This month Wyoming, Ohio, held its annual disaster exercise, which brings together key personnel from all city departments. Most of the department heads were fresh from NIMS training, so there was more enthusiasm. This was especially true of the directors of the public works and building departments, who recently completed NIMS 300 and 400.
The exercise scenarios have varied over the years, but usually centered on incidents that potentially could befall the community. In the past these have ranged from a train derailment with evacuation of the downtown business district to a snow and ice emergency that slows activity to a snail’s pace.
This year, the Wyoming City School District joined the combined exercise. The scenario was relatively simple: a tornado struck during school hours, cutting a square mile swath through a residential area and damaging an elementary school and nearby high school. Some students at the elementary school were reported to be injured by flying glass, and the normal routes to the school were blocked by downed trees and power lines.
The exercise covered the initial response of fire, EMS, police and public works: incident command, damage assessment, public information, resident relocation and community recovery. The school district had to deal with anxious parents, decide to maintain students beyond dismissal to ensure they remained in a relatively safe environment, and close a school and relocate the affected students.
The city dealt with the assessment of damage and habitability by the building department and the coordination of state and federal resources in the recovery process. The damage and debris field was mapped out at the EOC as crews simulated the assessments of the destruction with 20 homes with severe damaged, 120 homes and one elementary school with moderate damage, and 70 homes and the high school with minor to moderate damage.
The exercise simulated the plan of several 12-hour operational periods, the need for administrative records and financial tracking, and the transition of command from the response to the extended recovery period. While several weak areas, including communications, clearly needed improvement, the exercise successfully enabled the city to review its current disaster plan and coordinate its future responses with the school district.

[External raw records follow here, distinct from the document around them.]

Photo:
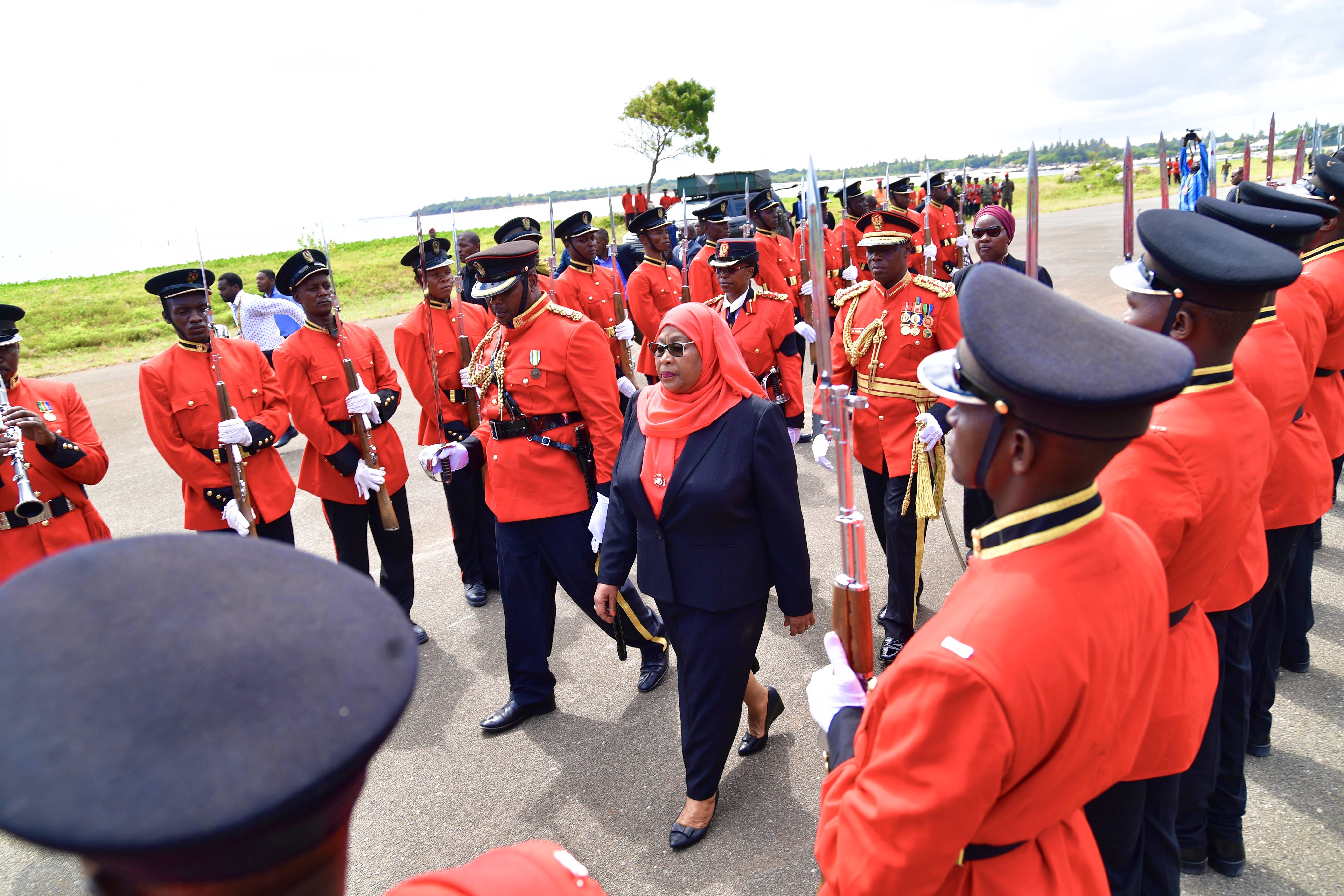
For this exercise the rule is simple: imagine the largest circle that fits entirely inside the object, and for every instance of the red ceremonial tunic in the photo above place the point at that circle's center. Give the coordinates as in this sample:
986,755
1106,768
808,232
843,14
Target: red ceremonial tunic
1324,266
411,343
75,461
310,366
1193,484
182,416
886,362
763,327
589,291
1025,698
705,283
556,362
654,289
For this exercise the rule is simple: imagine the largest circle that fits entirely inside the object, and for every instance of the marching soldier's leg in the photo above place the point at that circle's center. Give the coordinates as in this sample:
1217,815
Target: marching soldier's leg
394,550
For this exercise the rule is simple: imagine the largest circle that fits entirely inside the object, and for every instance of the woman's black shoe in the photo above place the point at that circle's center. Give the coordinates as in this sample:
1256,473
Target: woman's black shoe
773,707
681,836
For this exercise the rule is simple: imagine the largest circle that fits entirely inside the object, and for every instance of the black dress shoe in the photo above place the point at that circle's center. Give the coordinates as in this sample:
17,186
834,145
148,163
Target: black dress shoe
773,707
1228,856
890,648
513,714
681,836
652,671
1194,862
476,594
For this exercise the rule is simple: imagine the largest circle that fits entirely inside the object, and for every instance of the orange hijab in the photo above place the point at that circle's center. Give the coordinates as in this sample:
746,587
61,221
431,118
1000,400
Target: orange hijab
667,420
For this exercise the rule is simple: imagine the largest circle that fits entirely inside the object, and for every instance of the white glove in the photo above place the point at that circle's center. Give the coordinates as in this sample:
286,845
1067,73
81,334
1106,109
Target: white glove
234,432
234,518
835,687
597,523
364,402
367,479
931,433
820,445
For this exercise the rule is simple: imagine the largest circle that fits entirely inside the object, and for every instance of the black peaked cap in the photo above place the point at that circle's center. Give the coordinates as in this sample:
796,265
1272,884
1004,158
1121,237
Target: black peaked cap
178,283
1211,263
1060,364
1285,229
299,268
437,253
179,713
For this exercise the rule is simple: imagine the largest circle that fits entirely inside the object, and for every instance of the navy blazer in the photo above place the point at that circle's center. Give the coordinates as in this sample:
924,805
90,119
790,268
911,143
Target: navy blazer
732,522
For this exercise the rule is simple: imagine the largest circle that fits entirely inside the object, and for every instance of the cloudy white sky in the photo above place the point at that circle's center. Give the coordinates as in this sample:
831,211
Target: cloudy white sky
116,115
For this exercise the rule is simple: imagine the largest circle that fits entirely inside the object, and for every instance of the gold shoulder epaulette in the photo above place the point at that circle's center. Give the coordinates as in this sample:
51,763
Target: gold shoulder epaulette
850,292
565,312
937,287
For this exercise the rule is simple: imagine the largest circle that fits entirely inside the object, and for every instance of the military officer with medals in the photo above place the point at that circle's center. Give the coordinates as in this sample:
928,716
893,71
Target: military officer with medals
897,437
966,769
550,432
591,289
714,225
764,326
471,518
182,416
654,287
62,453
334,468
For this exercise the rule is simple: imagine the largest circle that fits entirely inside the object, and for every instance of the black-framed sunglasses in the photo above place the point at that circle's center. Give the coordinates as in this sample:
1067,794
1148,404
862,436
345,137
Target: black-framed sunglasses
675,350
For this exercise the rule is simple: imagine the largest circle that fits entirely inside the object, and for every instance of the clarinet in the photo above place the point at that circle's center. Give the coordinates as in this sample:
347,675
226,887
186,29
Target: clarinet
29,506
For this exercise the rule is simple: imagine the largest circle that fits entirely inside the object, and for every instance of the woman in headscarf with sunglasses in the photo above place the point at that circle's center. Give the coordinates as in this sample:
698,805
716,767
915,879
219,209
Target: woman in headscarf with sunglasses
705,494
991,234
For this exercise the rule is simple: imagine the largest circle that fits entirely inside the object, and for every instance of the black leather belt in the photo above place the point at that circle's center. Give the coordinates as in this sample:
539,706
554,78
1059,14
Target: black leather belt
975,852
530,426
56,507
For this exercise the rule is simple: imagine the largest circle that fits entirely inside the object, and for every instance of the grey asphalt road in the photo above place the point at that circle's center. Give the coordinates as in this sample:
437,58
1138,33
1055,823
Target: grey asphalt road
604,776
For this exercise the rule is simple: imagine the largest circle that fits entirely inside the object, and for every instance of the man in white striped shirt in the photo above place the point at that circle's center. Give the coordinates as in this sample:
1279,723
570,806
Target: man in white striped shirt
256,320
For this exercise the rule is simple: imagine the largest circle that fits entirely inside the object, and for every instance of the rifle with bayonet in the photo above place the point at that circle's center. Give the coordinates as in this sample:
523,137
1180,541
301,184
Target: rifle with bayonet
358,421
237,469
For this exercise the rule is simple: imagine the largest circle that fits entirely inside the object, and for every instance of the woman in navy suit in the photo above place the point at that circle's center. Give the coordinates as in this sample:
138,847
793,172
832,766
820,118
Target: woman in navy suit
705,494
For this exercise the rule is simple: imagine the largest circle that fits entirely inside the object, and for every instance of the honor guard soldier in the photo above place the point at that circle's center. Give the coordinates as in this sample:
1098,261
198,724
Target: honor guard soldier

One of the lasting benefits to the exercise was that the city and the school district were able to network key people who would be a part of any actual incident. By providing an opportunity to think, plan and learn from one another, planners can begin to overcome major barriers in any future emergency operation. Plans already are underway for next year’s disaster exercise to include more area partners.
When was the last time your disaster plan was dusted off and exercised? With the need for NIMS compliance within the next year, has NIMS training taken priority over any actual disaster exercise?